New Jersey Appellate Division holds evidence of whether a vehicle’s airbags deployed is inadmissible, absent expert testimony

In automobile negligence actions it is commonplace for both plaintiff and defense attorneys to ask the plaintiff whether his or her airbags deployed as a result of the collision. The question, which seems uncontroversial, is relevant in demonstrating the relative force of the collision, which can help the jury evaluate the severity of the plaintiff’s alleged injuries. To be sure, questions concerning airbag deployment can be inconvenient and undermine a plaintiff’s exaggerated description of an accident or a defendant’s downplayed version of an accident. Such was the case in Taing v Braisted [2018], a recent published Law Division opinion from Atlantic County.

In this case, the plaintiff moved in limine to bar the defendant from asking whether the plaintiff’s airbags deployed “at any time during the course of the subject accident.” Id. at 2. According to the plaintiff, the question was improper because it was an “attempt by [the] defendant to suggest to the jury that the impact between the vehicles was minor given that the airbags did not deploy.” Ibid. In response, the defendant “contended that the jury should be able to consider whether or not the airbags deployed in their evaluation of the force of the impact” of the accident. Id. at 2-3. The issue was one of first impression in New Jersey.

In a written decision, the Honorable Joseph L. Marczyk, P.J.Cv., held that in automobile negligence actions, “the deployment of the airbags could be relevant depending on the facts of the case and how the evidence is presented,” but such evidence must be accompanied by “competent expert testimony addressing the different variables at play in the[] situation[].” Id. at 6. The court opined that “[w]hether or not the airbags deployed is not relevant in the absence of expert testimony because it does not, without more information, tend to prove or disprove an issue in the case.” Ibid. The court further stated a motor vehicle’s “airbag system is a complex mechanism or instrumentality which requires expert testimony to explain why an airbag did or did not activate in a specific situation.” Id. at 7. In so holding, the court cited Wood v Toyota Motor Corporation [2000], and Britt v Chrysler Corporation [1997], two products liability decisions where the courts held, in pertinent part, “the issue of whether an airbag was defectively designed is well ‘beyond the ken of the average layman,’” and “an airbag system is ‘precisely the type of complex and technical commodity that [requires] expert testimony to prove an alleged defect.’”

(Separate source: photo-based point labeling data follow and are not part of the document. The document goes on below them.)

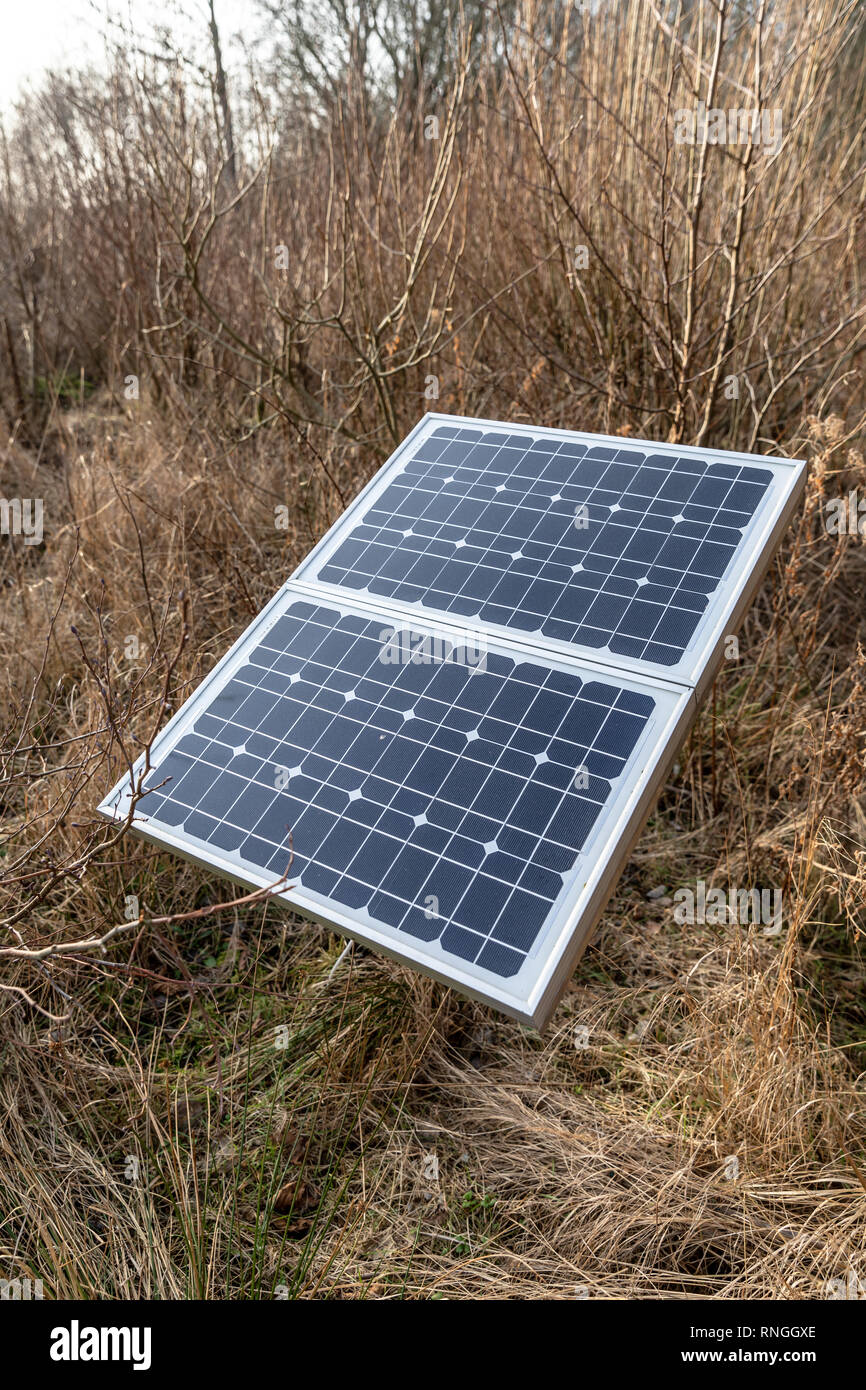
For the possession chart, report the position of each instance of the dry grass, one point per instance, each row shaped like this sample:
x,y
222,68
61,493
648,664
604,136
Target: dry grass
x,y
202,1109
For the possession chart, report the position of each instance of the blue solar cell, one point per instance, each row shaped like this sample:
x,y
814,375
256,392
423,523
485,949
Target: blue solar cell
x,y
463,841
613,549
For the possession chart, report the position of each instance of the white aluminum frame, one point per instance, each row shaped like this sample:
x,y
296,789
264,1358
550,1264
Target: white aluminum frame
x,y
533,993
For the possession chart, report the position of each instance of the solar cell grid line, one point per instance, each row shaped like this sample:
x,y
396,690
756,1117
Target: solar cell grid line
x,y
476,521
499,831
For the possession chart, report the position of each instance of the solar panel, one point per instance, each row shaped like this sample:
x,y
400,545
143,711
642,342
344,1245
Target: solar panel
x,y
451,784
619,549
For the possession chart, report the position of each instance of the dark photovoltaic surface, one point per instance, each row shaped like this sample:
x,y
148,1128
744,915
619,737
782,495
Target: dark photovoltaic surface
x,y
612,548
446,797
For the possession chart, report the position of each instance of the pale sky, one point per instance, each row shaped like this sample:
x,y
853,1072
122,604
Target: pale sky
x,y
41,34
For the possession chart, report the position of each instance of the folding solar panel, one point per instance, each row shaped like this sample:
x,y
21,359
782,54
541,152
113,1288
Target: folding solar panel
x,y
449,726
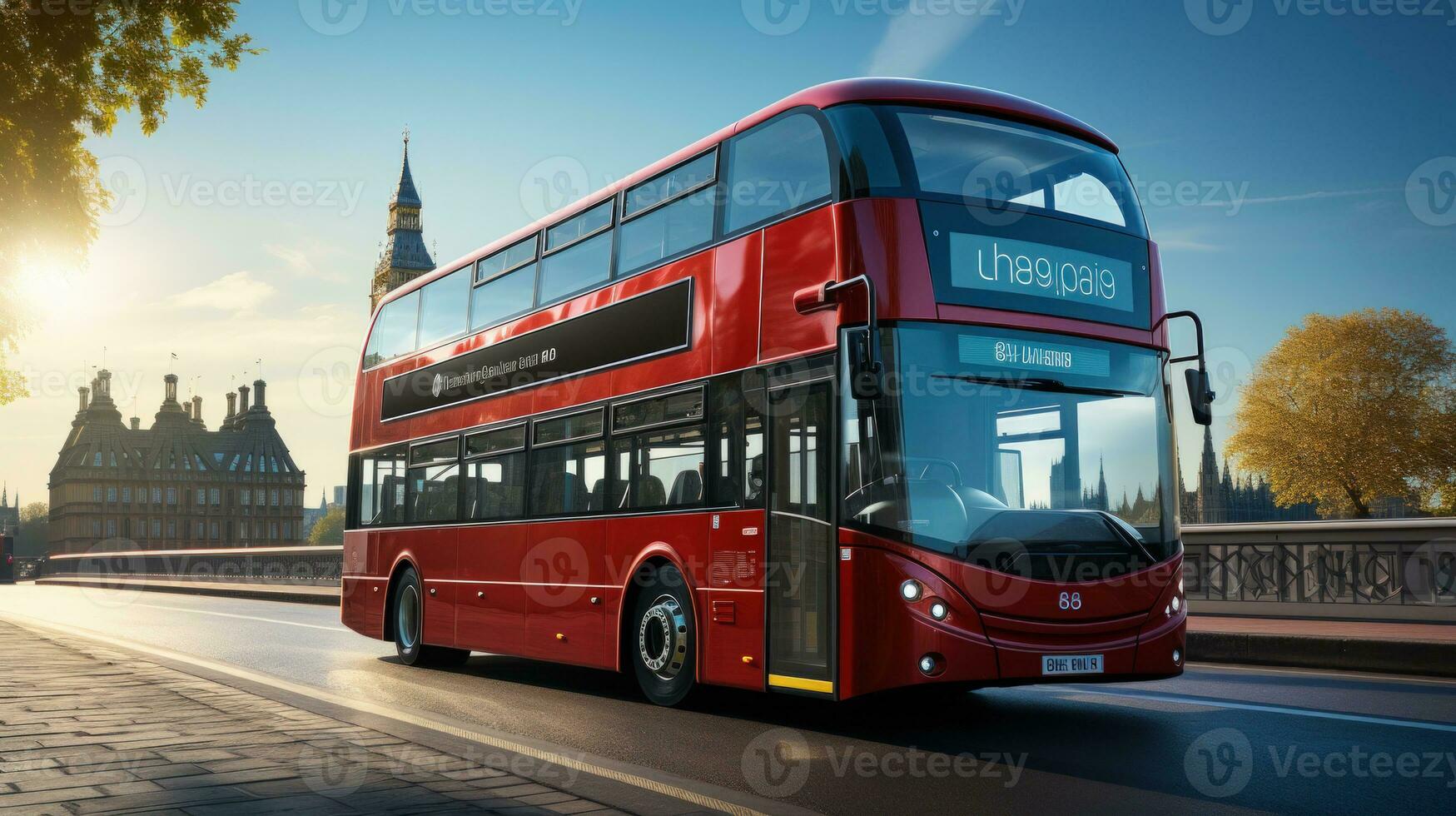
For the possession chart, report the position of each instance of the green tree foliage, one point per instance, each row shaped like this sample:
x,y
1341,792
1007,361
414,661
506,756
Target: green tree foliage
x,y
67,69
31,536
1351,408
330,530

Despite being published, a “Law Division decision is not binding on any court.” State v Anicama [2018]. That fact notwithstanding, two months later, the Appellate Division issued a blanket endorsement of Judge Marczyk’s opinion in a brief paragraph couched within a 40-page published decision, stating “[e]vidence concerning airbags deploying or not deploying is inadmissible in the absence of expert testimony. Morales-Hurtado v Reinoso [2018] (slip op. at 24). The court provided no further citation or support for this proposition other than reference to Taing.

In citing Taing, the Appellate Division has superimposed the law regarding design defects and products liability upon common law negligence claims. While not mutually exclusive, products liability and negligence claims are different and present different issues for the jury’s determination. “To succeed under a ... design-defect theory, a plaintiff must prove ‘that the product was defective, that the defect existed when the product left the defendant's control, and that the defect caused injury to a reasonably foreseeable user.’” Zaza v Marquess & Nell, Incorporated [1996]. “Generally, the emphasis in ... products liability analysis is on the safety of the product, not on the reasonableness of the manufacturer's conduct.” Ibid. Thus, whereas negligence is conduct-oriented, a design defect claim asks whether the product was reasonably safe for its foreseeable purposes. Beshada v Johns-Manville Products Corporation [1982]. While a juror may not understand the intricacies of an airbag system necessary to formulate an opinion as to whether it was defectively designed, a juror knows from common experience an airbag tends to deploy when a moderate to severe impact occurs, rather than a light or negligible impact.

To the extent the evidence of airbag deployment requires analysis beyond the standard principles of relevancy — i.e., having a tendency in reason to prove or disprove any fact of consequence to the determination of the action — it is worthy of more judicial scrutiny than cursory reference to foreign case law pertaining to design defect issues.


Under the current state of the law, absent expert testimony, attorneys may rely on Reinoso and Taing in order to prevent the introduction of evidence regarding whether or not an airbag deployed as a result of a car accident. While the rule is one of general applicability, it will likely benefit plaintiffs more than defendants.

Moving forward, Reinoso and Taing may call into question the continued viability of Brenman v Demello [2007], where the court held the issue of whether to admit photographs of vehicle damage, absent expert testimony, is within the “sound discretion of the trial court.”